Do not take the detergent oil designation that you will see on the can as containing soap that will loosen up all of the deposited dirt and make a problem for you. The detergent designation has something to do with particulate suspension and should not be something for you to worry about at this point. For what it is worth, please change the silly filter from time to time. Even though the by-pass filter is sort of mediocre at best, it does what little it does rather well, within the design.

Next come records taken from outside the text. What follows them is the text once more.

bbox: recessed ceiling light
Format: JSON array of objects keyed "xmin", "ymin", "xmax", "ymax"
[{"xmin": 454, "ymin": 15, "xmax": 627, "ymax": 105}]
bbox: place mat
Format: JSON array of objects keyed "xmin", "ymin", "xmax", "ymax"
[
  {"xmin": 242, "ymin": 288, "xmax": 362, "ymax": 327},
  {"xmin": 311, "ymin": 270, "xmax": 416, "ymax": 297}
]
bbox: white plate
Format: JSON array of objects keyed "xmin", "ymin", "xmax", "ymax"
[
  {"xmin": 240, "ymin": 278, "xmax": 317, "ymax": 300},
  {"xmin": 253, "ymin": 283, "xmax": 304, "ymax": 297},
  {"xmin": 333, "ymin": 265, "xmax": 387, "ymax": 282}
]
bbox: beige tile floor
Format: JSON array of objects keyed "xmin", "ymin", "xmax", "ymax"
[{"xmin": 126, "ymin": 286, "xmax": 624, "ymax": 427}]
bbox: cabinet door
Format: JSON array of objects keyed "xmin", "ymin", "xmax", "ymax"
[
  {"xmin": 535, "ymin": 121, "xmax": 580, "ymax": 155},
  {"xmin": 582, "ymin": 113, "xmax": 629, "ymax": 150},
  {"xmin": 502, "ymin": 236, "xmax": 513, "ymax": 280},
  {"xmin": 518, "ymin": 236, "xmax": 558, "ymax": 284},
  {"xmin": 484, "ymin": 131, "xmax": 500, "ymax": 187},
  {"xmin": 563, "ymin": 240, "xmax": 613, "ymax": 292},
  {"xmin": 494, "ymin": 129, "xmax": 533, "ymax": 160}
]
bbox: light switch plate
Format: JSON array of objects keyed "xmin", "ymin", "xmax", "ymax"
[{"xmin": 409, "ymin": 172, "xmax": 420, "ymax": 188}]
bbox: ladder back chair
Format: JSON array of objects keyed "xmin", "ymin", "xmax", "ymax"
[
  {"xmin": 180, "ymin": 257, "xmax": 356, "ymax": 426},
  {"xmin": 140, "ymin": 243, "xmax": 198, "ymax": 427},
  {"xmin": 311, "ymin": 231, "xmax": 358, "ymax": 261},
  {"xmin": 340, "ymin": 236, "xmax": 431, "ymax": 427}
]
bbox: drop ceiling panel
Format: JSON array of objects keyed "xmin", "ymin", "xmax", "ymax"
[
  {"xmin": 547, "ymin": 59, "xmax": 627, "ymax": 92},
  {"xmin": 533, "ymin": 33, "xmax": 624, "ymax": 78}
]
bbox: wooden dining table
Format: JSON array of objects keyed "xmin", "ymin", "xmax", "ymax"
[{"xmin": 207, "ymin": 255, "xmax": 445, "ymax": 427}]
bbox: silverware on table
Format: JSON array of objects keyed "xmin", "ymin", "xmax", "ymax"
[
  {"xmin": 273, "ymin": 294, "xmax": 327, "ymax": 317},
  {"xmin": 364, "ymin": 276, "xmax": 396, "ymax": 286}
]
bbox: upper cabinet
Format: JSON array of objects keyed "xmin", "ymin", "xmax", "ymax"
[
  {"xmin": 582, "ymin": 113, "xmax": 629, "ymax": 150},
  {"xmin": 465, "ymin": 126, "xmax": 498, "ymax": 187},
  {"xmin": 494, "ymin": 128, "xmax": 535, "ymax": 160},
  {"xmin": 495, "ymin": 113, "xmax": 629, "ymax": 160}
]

Something that is not well known and certainly not fully understood because it is not what some persons like to hear, a full flow oil filter does not filter all of the oil that is sent it's way. A common oil pump that is in many engines could easily split any spin-on filter if it were not for the over-pressure valve that many pumps have internally. There is a by-pass valve in many oil filters that responds to over-pressure and will pass the oil around the filter medium rather than risk blowing up the canister housing. A very dirty filter will increase the by-pass function. I always buy the best oil filter that I can get and in my case, I always use the CUMMINS FLEETGAURD series. Even my shop compressor has a very large FLEETGAURD air filter and the INGERSOL T30-242 barks like an angry dog and makes 19.7 cfm at 175 psi.
Your OLD Binder is not your Grandmother and it will not bake oatmeal cookies for you if you give it synthetic oil to make it feel better. If your truck has suffered any indignities over its service life, synthetic oil will not fix the situation and it could make your engines problems, is it has any, much worse if the oil is not designed for the job.
This forum has ARCHIVES that are full of so much really important information and I am thinking that much of it is being ignored. Maybe the ARCHIVES are not obvious enough and get passed over. It just seems redundant and rather silly to have to tell the story of how a carburetor works and why the distributor should not be bolted down tight over and over because no one took the chance and took a "good-look". I am not saying that this is the case here, but it has happened.
Enjoy your truck. Don't be afraid to PM me.
Golden Jubilee
Posts: 8955
Joined: Thu Dec 27, 2012 12:45 pm
Location: Canada's left Coast
Golden Jubilee
Posts: 455
Joined: Mon Nov 04, 2013 3:06 pm
nikkinutshop wrote:No problem if you let it sit for a year, After all, how long did it sit before you rescued it? When you take the oil pan off, please check the flange where the bolts go.. It is not uncommon to see the flange with some distortion from being over tightened the mating surface will have high and low areas from where the bolts have been over tightened. Your pan may not have this problem, but you should check. Another good piece of advice is to glue the gasket to the pan flange with part number 1050026 or the exact same product from LOCTITE IS 30517. These are a tacky product that will hold the pan gasket in place while you try to position it . Another really good idea is to make guide studs that are about 2 inches long. The guide studs are made from the same diameter and thread count, with the heads cut off. The GS are screwed into the block and they help to guide the pan into place while keeping the pan steady. Put a few of the pan bolts into place then remove the guide studs, and keep them for another time.
Nothing confusing, take it one step at a time and you will get it done and have that good feeling and a nice truck to drive, after.
If you are not familiar with torque values for tightening fasteners, this might be a good time to pick p a simple torque wrench for values up to 30 foot pounds and later get another with values up to 150 foot pounds. The pan bolts should not be taken past 15- 15 foot pounds and tighten them around the pan in three passes, say, 5'#, then 10'# and finally 15'#. You may want to go back and check the final value after about ten drives. I like to check Craigslist for a good deal, but be careful. What I often use is the number of fingers torque method. On a 3/8" drive ratchet, I use one finger up to 5'# and two up to 10'#, and three fingers up to 15'#, and so on.